Subject: S7-18-21 Comment
From: JD Cumpson
Affiliation:

Mar. 14, 2022

Summary: 

- The SEC should require approval before lending 

- 30 days should be shortened to nightly 

- Violations of regulations should be met with 100% profit confiscation through the violation period 

- *All* information should be publicly available at all times 

- No exceptions for market makers, family funds or hedge funds 

- Should include all counter-parties for lending including the Federal Reserve if applicable 

- The rules should apply to all securities traded on all exchanges, derivatives, stocks etc. 

- This should be required to be back-dated for all current lending; no hidden "legacy" deals that are underreported 


Securities lending is fraudulent - not just opaque. The SEC has consistently turned a blind eye to fraudulent securities lending - lending not-yet-settled, and then failing to deliver through the DTC. The NMS today fails investors by allowing trading, lending, through opaque systems such as darkpools (read malfeasance). 

The SEC should require all security lends to be verified through a central or decentralized public registrar in the effort to avoid circular and toxic leverage to be permeated through the market. If any example would show why this is valuable would be Bill Hwang - who in a "private family office" (read criminally under-regulated office) was able to lose over 3 billion dollars on what was at least 20x leverage. 

This proposal is in spirit a good change, but realistically, trading happens so quickly in today's technological age that monthly reports allow the SEC to do what it does best: nothing. To elaborate, by the time the monthly report is collected, the criminal behaviour could be skirted, hid, manipulated into favor while the unsuspecting public (anyone with less than $1b in capital to have major market impact) is drained of their livelihoods. 

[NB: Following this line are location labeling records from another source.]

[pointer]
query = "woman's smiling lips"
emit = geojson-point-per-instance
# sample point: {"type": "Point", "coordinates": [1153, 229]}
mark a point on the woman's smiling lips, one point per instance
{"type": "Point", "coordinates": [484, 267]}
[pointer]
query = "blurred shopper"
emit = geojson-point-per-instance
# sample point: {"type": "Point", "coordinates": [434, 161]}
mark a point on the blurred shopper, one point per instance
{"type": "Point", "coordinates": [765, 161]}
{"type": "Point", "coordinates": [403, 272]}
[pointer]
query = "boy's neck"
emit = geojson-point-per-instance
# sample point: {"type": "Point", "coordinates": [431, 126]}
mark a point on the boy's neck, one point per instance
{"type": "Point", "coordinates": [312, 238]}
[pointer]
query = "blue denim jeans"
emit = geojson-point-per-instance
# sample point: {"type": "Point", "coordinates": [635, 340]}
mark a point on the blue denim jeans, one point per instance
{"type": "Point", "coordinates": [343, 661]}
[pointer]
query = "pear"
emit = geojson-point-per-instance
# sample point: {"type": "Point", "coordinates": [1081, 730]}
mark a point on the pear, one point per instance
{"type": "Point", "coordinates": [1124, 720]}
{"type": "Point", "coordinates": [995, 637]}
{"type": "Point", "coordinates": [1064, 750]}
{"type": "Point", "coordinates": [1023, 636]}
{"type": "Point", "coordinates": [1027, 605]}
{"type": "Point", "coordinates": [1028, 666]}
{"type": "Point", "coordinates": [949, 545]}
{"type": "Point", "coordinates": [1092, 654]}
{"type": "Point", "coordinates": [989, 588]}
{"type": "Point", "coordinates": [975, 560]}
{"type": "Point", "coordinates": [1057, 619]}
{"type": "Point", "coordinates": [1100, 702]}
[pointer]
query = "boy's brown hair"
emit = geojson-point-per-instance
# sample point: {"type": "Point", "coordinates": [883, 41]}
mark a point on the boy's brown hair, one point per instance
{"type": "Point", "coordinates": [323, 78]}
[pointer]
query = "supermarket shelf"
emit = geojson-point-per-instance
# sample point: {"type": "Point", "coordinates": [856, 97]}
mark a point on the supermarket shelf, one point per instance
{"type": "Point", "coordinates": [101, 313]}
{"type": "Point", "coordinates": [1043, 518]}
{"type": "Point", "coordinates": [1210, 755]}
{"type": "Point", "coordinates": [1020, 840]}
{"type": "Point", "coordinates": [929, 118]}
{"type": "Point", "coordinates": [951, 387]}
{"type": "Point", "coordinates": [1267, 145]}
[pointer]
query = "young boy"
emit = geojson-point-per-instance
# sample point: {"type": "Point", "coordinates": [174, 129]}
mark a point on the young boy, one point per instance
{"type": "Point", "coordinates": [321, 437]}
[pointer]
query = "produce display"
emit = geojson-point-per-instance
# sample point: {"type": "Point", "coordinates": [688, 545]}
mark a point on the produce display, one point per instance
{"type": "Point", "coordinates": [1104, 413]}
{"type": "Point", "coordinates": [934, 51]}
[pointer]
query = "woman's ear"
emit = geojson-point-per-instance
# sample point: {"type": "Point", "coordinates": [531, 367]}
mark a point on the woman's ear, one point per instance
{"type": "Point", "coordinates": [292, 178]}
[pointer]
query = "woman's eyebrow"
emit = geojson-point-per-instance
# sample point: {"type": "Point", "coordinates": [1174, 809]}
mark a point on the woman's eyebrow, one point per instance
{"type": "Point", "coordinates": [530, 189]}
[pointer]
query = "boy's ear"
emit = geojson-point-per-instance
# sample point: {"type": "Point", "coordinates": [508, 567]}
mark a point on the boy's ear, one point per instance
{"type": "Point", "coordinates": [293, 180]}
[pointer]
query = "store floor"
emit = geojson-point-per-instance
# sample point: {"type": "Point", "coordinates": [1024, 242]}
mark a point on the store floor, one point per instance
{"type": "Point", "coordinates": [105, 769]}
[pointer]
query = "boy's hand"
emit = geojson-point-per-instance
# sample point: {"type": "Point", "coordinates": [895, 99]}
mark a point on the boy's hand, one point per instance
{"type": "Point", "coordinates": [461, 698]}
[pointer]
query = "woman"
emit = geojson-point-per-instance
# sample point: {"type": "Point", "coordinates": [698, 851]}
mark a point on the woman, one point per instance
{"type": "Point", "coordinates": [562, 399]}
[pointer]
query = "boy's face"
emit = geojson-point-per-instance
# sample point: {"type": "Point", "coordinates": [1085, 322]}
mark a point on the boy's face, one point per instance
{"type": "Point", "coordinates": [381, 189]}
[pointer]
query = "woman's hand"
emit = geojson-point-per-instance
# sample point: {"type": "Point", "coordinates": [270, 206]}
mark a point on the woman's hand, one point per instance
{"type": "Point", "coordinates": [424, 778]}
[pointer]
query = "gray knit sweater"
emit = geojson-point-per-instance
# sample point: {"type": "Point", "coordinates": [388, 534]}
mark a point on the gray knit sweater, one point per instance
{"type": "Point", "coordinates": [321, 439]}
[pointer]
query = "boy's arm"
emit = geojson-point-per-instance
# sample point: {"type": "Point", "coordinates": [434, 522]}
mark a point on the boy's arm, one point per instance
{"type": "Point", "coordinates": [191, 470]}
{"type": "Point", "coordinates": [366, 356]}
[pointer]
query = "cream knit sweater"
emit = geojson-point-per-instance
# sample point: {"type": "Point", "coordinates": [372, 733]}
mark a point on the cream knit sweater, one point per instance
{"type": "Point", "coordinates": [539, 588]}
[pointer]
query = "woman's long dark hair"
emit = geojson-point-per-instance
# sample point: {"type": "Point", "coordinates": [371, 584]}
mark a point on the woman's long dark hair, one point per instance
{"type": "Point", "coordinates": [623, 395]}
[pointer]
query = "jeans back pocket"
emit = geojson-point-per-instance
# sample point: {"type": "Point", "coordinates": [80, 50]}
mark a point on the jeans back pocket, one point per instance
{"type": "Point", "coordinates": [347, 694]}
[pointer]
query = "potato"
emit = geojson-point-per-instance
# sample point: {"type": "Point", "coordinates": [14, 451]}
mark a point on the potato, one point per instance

The SEC's proposal is too little too late - the fact that trades must not be vetted by a public entity and be available for all to inspect *daily* is quite frankly a sham. The technology exists to capture all the market data requirements by all parties 24/7 - yet we choose to give very large births to those who choose to act unscrupulously. 30 days is an eternity for those playing highly volatile derivatives and counterfeiting shares. 


Rehypothecation is the antithesis to a free market - and it is only available to those with the largest bank rolls - letting the tyranny of money oppress everyone who cannot continually be David vs Goliath. The ability for private family offices, hedge funds, and market makers to take on leverage via overseas debt, and bring it back into the US equities markets is disgusting - and should be illegal. 

In today's global markets it's easier than ever to create opaque trades; create leverage on equity via several disparate counterparties (like Bill Hwang) and recklessly gamble on derivatives products. This is not the purpose of building wealth and supporting thriving economies (which is the point of the stock market) it is a casino which is continuously deregulated. Reg SHO doesn't have enough teeth. Glass-Steagall was repealed (thanks Gary). Dodd-Frank is easily skirted. 

Until the SEC listens to the investing public and allows individuals not in the senate or congress to advocate for what transparency should be - it is all but useless. 

Furthermore, the rules in documents such as these are overly specific and this creates inefficiencies in the rules themselves - we have the technology to support simpler rules such as: all lends must be verified through a centralized or decentralized but immediately public authority. 

Today the biggest challenge the public faces is information dichotomy and opacity; why is there different information available to the regular public, compared to what is available to public office, and to private equity. If the WallStreetJournal is good for anything it is to reveal that information submitted to the SEC is available instantaneously to insiders and then later revealed to the public at opportune moments - this is precisely the kind of information dichotomy that allows bad actors to abuse the public. 

Simpler rules. Same day reporting. (De)Centralized public registrar available to all. 

You want to protect retail investors? Give us the same privileges, tools and information that the revolving regulatory capture door at the SEC provides the cronies and finance "bros" at the boys club. And also make the fines match the person doing the crime (since the SEC cannot criminally investigate). The fine should be 100% of all profits (realized or unrealized) if found in violation of such serious and hazardous activity. 


Addendum: 

- Credit Suisse (known money launderer; as well as fined billions for criminal activity related to lending) 
- Barclays (LIBOR and other rate scandals for borrowing); 
- Citadel (Naked shorting and PFOF abuse; a form of lending) 
- Ken Griffin (CEO of Citadel MM and HF; perjured or willfully misled congress) 
- Steve Cohen (Criminal allowed to run private equity funds; guilty of criminal insider trading) 

The list could go on indefinitely but are responsible for irreparably damaging trust in the American equities markets and should be banned from participation - laughable as Citadel executes over 55% of all trades in US markets. 

Since the SEC is powerless in criminal activity - why not raise the stakes? The average person who commits these crimes pays for life - as they are never able to expunge the damage to their personal lives. 

For every ill-gotten gain received, the fine should match 100%. 

100% of all profits (realized and unrealized) players who lend illegally or irresponsibly are stripped - it would greatly decrease the willingness of managers to provide such ludicrous leverage and/or illegal lending.